Last year, Mercedes invited Pedro and his family to the Mexico City Grand Prix, where he met several Formula 1 drivers, including seven-time world champion Lewis Hamilton — someone he’d admired for years while watching races from home.
For Laetitia, watching her son walk through the Formula 1 paddock felt almost surreal.
“When he was diagnosed, I was so scared he’d never get to live out his dreams,” she says. “Now, I get to watch him chase them every single weekend.”
His story is also inspiring children far beyond the racetrack.
At a children’s hospital in South Africa, videos of Pedro are shown to young amputees recovering from surgery as a reminder that losing a limb doesn’t have to mean giving up on the future they imagined for themselves.
“That meant everything to us,” Laetitia says. “Because that’s exactly why we share his story.”
Now 11, Pedro hopes to offer that same sense of hope to other children.
One of his biggest goals away from racing is to place driving simulators in children’s hospitals around the world, giving young patients something to look forward to during long hospital stays — just as racing gave him something to fight for during his own treatment.
“Even if it only makes one kid excited to come to the hospital,” he says, “that would already be incredible.”
Credit: Pedro Cueto
For Laetitia, watching her son inspire others has become just as meaningful as watching him stand on podiums.
“I’m proud of the driver he’s becoming,” she says. “But I’m even more proud of the person he’s becoming.”

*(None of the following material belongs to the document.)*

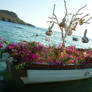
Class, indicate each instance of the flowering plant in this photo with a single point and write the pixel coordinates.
(24, 53)
(35, 53)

There was a time when she feared cancer had stolen the future her son had dreamed about since he was a little boy clutching a Hot Wheels car instead of a teddy bear.
Now, every weekend, she watches him chase that dream all over the world. Pedro, meanwhile, hasn’t changed his answer when people ask what comes next. The dream that began in a rental go-kart when he was 5 years old remains exactly the same.
“I’m going to be the first Formula 1 amputee world champion,” he says matter-of-factly. “That’s my goal, and it’ll be my goal until I win a Formula 1 world championship.”